Prime Minister Hun Sen is calling on donors to continue contributing to the conservation of the Angkor Archaeological Park as the country is celebrating the 25th anniversary of the International Coordinating Committee for the Safeguarding and Development of the Historic Site of Angkor.
ICC-Angkor was established in 1993 after the Angkor historic site was listed on Unesco’s World Heritage List.
During the celebrations, which began yesterday and end today, the 31st Technical Session of the ICC-Angkor will also take place.
King Norodom Sihamoni is expected to preside over the closing ceremony of the celebration today.
Speaking during its opening ceremony yesterday, Mr Hun Sen lauded the achievements of ICC-Angkor during its 25 year tenure in developing and conserving the historic site.
He also noted that millions of dollars have been spent over the years to support ICC-Angkor’s development initiatives.
“On behalf of the government, I would like to appeal to all friendly countries, development partners and the international community to continue to provide technical support, human resources and financing,” Mr Hun Sen said. “All relevant ministries and people must join together and provide good cooperation for the success of the protection and conservation of this heritage.”
“The Angkor Archaeological site has been strongly improving and has attracted tourists non-stop,” he said, adding that 1.5 million tourists visited the site in the first nine months of this year.
Mr Hun Sen noted that the historic site has the potential to attract more than two million tourists by the end of this year and that it is expected to receive seven million tourists by 2020 and 14 million tourists in 2030.
Phoeurng Sackona, Minister of Culture and Fine Arts, yesterday said 25 years ago, the Angkor site was riddled with mines, illegal logging and looting of historical artefacts.
Ms Sackona said the ICC-Angkor is an international mechanism to raise funds for the site’s repairs and conservation of its temples.
“This anniversary celebration is aimed to remind the public of our commitment 25 years ago,” she said.
Ms Sackona said that today, there are no more security issues and temples collapsing. She noted that the challenges the site is facing today are climate change, pollution, relocation and tourist management.
Unesco director-general Audrey Azoulay yesterday applauded the conservation of the historic site.
Ms Azoulay said contributions from Japan and France, along with efforts of the Cambodian government have created something Cambodians can be proud about.
Eang Sophalleth, Mr Hun Sen’s assistant, yesterday told reporters that Unesco, Japan and France have committed to continue to help preserve the Angkor historic site and address conservation challenges.
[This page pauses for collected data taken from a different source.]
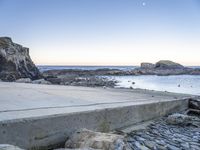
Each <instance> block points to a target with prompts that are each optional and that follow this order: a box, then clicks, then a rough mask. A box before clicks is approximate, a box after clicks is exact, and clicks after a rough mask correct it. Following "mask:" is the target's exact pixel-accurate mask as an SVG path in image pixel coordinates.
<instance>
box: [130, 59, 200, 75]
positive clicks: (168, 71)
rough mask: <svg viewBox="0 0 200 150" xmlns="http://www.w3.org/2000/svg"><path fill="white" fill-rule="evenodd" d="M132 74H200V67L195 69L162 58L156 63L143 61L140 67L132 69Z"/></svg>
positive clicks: (154, 74) (160, 74)
mask: <svg viewBox="0 0 200 150" xmlns="http://www.w3.org/2000/svg"><path fill="white" fill-rule="evenodd" d="M131 74H132V75H161V76H166V75H183V74H187V75H200V69H193V68H187V67H184V66H183V65H181V64H178V63H175V62H172V61H169V60H161V61H159V62H157V63H156V64H151V63H141V66H140V68H136V69H134V70H132V73H131Z"/></svg>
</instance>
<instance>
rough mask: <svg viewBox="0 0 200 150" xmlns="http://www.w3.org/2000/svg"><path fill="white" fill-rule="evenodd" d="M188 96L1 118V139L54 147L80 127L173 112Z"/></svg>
mask: <svg viewBox="0 0 200 150" xmlns="http://www.w3.org/2000/svg"><path fill="white" fill-rule="evenodd" d="M187 107H188V100H173V101H165V102H160V103H147V104H142V105H133V106H125V107H120V108H110V109H102V110H96V111H88V112H82V113H72V114H61V115H57V116H47V117H41V118H29V119H21V120H11V121H2V122H0V143H7V144H13V145H17V146H19V147H22V148H26V149H38V148H47V147H55V146H56V145H59V144H63V143H64V142H65V141H66V139H67V136H68V135H69V134H70V133H71V132H73V131H75V130H77V129H79V128H87V129H91V130H97V131H109V130H113V129H117V128H122V127H126V126H130V125H132V124H135V123H139V122H142V121H147V120H150V119H154V118H157V117H159V116H163V115H166V114H170V113H173V112H178V111H183V110H185V109H187Z"/></svg>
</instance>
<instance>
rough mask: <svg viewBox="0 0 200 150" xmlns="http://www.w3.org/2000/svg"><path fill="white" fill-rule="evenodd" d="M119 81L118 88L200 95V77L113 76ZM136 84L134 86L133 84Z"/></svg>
mask: <svg viewBox="0 0 200 150" xmlns="http://www.w3.org/2000/svg"><path fill="white" fill-rule="evenodd" d="M111 78H112V79H115V80H117V81H119V83H118V85H117V87H124V88H130V87H132V88H141V89H150V90H157V91H168V92H176V93H187V94H195V95H200V76H195V75H178V76H156V75H141V76H112V77H111ZM133 82H134V84H133Z"/></svg>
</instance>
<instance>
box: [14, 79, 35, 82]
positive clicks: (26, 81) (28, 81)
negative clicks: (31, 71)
mask: <svg viewBox="0 0 200 150" xmlns="http://www.w3.org/2000/svg"><path fill="white" fill-rule="evenodd" d="M15 82H17V83H31V82H32V80H31V79H30V78H20V79H17V80H16V81H15Z"/></svg>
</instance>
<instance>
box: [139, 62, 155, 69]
mask: <svg viewBox="0 0 200 150" xmlns="http://www.w3.org/2000/svg"><path fill="white" fill-rule="evenodd" d="M141 68H142V69H153V68H155V64H152V63H141Z"/></svg>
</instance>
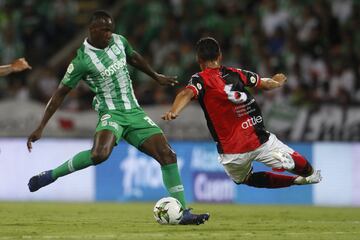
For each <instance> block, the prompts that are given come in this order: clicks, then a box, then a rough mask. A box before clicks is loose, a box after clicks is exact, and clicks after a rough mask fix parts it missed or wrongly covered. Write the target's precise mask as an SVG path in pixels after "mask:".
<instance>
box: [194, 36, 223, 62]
mask: <svg viewBox="0 0 360 240" xmlns="http://www.w3.org/2000/svg"><path fill="white" fill-rule="evenodd" d="M220 53H221V50H220V46H219V43H218V42H217V41H216V40H215V38H212V37H204V38H201V39H200V40H199V41H198V42H197V43H196V54H197V56H198V58H200V59H201V60H203V61H213V60H216V59H217V58H218V57H219V55H220Z"/></svg>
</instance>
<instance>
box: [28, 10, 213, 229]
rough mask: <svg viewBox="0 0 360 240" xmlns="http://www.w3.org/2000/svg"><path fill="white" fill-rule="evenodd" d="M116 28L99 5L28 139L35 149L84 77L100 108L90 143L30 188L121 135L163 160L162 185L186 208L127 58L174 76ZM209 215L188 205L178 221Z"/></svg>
mask: <svg viewBox="0 0 360 240" xmlns="http://www.w3.org/2000/svg"><path fill="white" fill-rule="evenodd" d="M113 29H114V23H113V19H112V17H111V16H110V15H109V14H108V13H106V12H104V11H96V12H95V13H94V14H93V15H92V17H91V20H90V24H89V36H88V38H87V39H85V41H84V43H83V44H82V45H81V47H80V48H79V49H78V51H77V56H76V57H75V58H74V59H73V60H72V62H71V63H70V65H69V66H68V68H67V71H66V73H65V76H64V78H63V79H62V81H61V83H60V85H59V88H58V89H57V90H56V91H55V93H54V94H53V96H52V97H51V99H50V100H49V102H48V104H47V106H46V108H45V113H44V116H43V118H42V120H41V122H40V124H39V126H38V128H37V129H36V130H35V131H34V132H33V133H32V134H31V135H30V136H29V138H28V141H27V146H28V149H29V151H31V148H32V142H35V141H36V140H38V139H39V138H40V137H41V135H42V132H43V129H44V128H45V125H46V124H47V122H48V120H49V119H50V117H51V116H52V115H53V114H54V112H55V111H56V110H57V109H58V107H59V106H60V105H61V103H62V102H63V100H64V98H65V96H66V95H67V94H68V93H69V92H70V91H71V89H72V88H74V87H76V85H77V84H78V82H79V81H80V80H83V81H85V83H86V84H87V85H88V86H89V87H90V89H91V90H92V91H93V92H94V93H95V97H94V100H93V107H94V109H95V110H96V111H97V112H98V114H99V121H98V125H97V127H96V134H95V137H94V144H93V147H92V149H91V150H87V151H83V152H80V153H78V154H76V155H75V156H74V157H72V158H71V159H70V160H68V161H66V162H65V163H64V164H62V165H60V166H59V167H57V168H55V169H52V170H49V171H45V172H42V173H40V174H39V175H36V176H34V177H32V178H31V179H30V181H29V184H28V186H29V189H30V191H31V192H34V191H37V190H38V189H40V188H41V187H44V186H46V185H48V184H50V183H52V182H54V181H55V180H56V179H58V178H59V177H62V176H65V175H67V174H70V173H72V172H74V171H78V170H81V169H84V168H86V167H89V166H91V165H97V164H100V163H102V162H103V161H105V160H107V159H108V157H109V155H110V154H111V151H112V149H113V147H114V146H115V145H116V144H117V143H118V142H119V141H120V140H121V139H122V138H123V139H125V140H126V141H127V142H128V143H130V144H131V145H133V146H135V147H136V148H138V149H139V150H141V151H142V152H145V153H146V154H148V155H149V156H151V157H153V158H154V159H156V160H157V161H158V162H159V163H160V165H161V170H162V175H163V181H164V185H165V186H166V188H167V190H168V192H169V194H170V195H171V196H172V197H174V198H176V199H178V200H179V201H180V202H181V204H182V205H183V207H184V209H186V202H185V196H184V187H183V185H182V182H181V178H180V174H179V170H178V166H177V159H176V155H175V153H174V152H173V150H172V149H171V148H170V146H169V144H168V142H167V140H166V138H165V136H164V134H163V132H162V131H161V129H160V128H159V127H158V126H157V125H156V124H155V123H154V122H153V121H152V120H151V119H150V118H149V117H148V116H147V115H146V114H145V112H144V111H143V110H142V109H141V107H140V106H139V104H138V102H137V100H136V98H135V95H134V91H133V88H132V82H131V79H130V76H129V72H128V69H127V66H126V64H127V63H128V64H130V65H132V66H134V67H135V68H137V69H139V70H141V71H142V72H144V73H146V74H147V75H149V76H150V77H152V78H153V79H155V80H156V81H157V82H158V83H159V84H161V85H172V86H174V85H175V84H176V83H177V81H176V78H175V77H169V76H164V75H162V74H159V73H157V72H155V71H154V70H153V69H152V68H151V67H150V65H149V64H148V63H147V62H146V61H145V60H144V58H143V57H142V56H141V55H140V54H139V53H137V52H136V51H134V50H133V49H132V47H131V46H130V44H129V43H128V41H127V40H126V39H125V38H124V37H123V36H121V35H118V34H115V33H113ZM208 218H209V215H208V214H199V215H196V214H192V213H191V212H190V210H189V209H186V210H185V211H184V215H183V218H182V220H181V222H180V223H182V224H201V223H204V222H205V221H206V220H208Z"/></svg>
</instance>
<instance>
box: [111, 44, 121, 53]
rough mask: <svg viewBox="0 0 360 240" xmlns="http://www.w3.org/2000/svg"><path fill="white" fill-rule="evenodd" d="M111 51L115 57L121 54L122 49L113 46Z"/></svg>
mask: <svg viewBox="0 0 360 240" xmlns="http://www.w3.org/2000/svg"><path fill="white" fill-rule="evenodd" d="M111 50H112V51H113V53H115V55H119V54H120V53H121V51H120V49H119V48H118V47H117V46H116V45H112V46H111Z"/></svg>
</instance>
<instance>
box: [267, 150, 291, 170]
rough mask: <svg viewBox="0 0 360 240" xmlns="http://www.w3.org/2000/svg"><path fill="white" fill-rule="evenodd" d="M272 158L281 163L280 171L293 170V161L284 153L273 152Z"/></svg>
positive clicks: (285, 153)
mask: <svg viewBox="0 0 360 240" xmlns="http://www.w3.org/2000/svg"><path fill="white" fill-rule="evenodd" d="M272 156H273V158H275V159H277V160H279V161H280V162H281V164H282V167H281V168H282V169H285V170H292V169H294V168H295V162H294V159H292V157H291V156H290V154H288V153H286V152H273V153H272Z"/></svg>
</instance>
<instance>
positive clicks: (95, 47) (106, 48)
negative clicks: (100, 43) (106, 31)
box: [84, 38, 109, 51]
mask: <svg viewBox="0 0 360 240" xmlns="http://www.w3.org/2000/svg"><path fill="white" fill-rule="evenodd" d="M87 40H88V39H87V38H85V40H84V45H85V47H87V48H89V49H91V50H95V51H106V50H107V49H108V48H109V46H107V47H106V48H104V49H101V48H97V47H94V46H93V45H91V44H90V43H89V42H88V41H87Z"/></svg>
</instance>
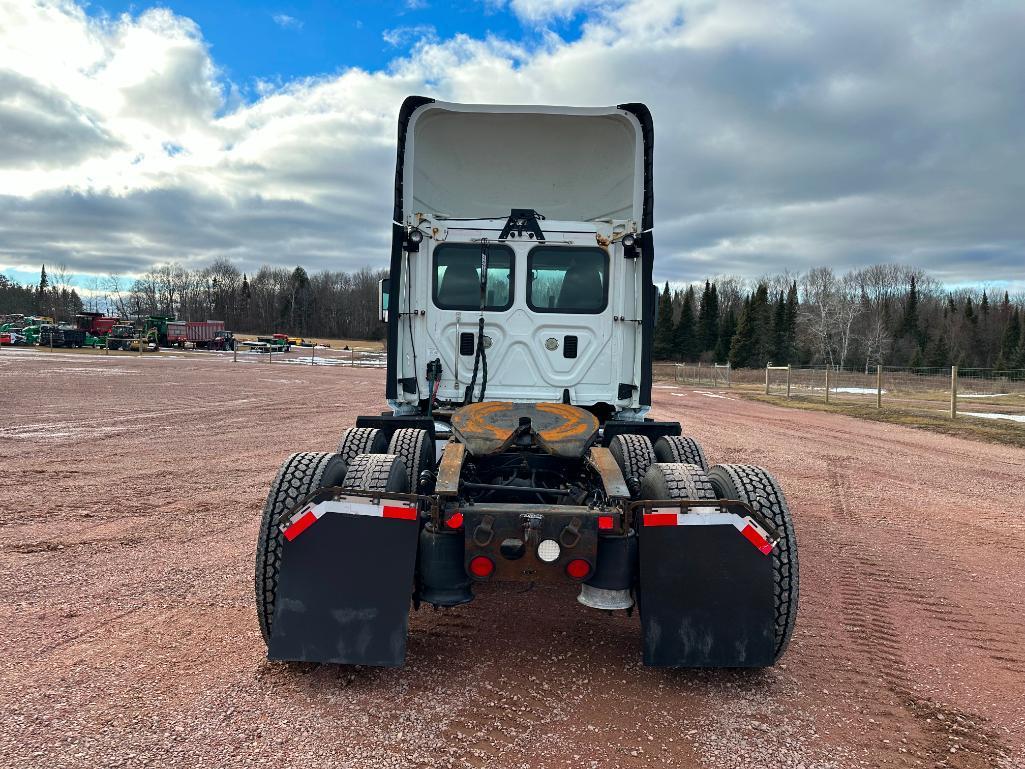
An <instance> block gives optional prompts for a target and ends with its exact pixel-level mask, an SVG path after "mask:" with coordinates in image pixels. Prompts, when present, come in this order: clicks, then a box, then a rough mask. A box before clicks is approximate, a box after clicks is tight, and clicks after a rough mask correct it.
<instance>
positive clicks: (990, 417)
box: [958, 411, 1025, 424]
mask: <svg viewBox="0 0 1025 769" xmlns="http://www.w3.org/2000/svg"><path fill="white" fill-rule="evenodd" d="M958 413H959V414H961V415H962V416H978V417H979V418H980V419H1010V420H1011V421H1020V422H1022V423H1023V424H1025V414H994V413H993V412H992V411H959V412H958Z"/></svg>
After the opening ceremony, UNESCO, the International Conference of Asian Political Parties and the Asia Cultural Council signed a cooperation agreement to promote Asian culture and use it as a bridge to build peace in Asia.
ACC director-general Suos Yara said the ICAPP has developed an international cultural mechanism.
“We hope that all 352 members of the ICAPP, parties in power – and opposition alike – can come together from the 52 countries of Asia and use culture as a means to live together and build a peaceful and prosperous future for us all,” Mr Yara said.
The Angkor site is most likely Cambodia’s greatest tourist attraction, bringing in over one million visitors and $61.4 million in the first half of 2018 alone.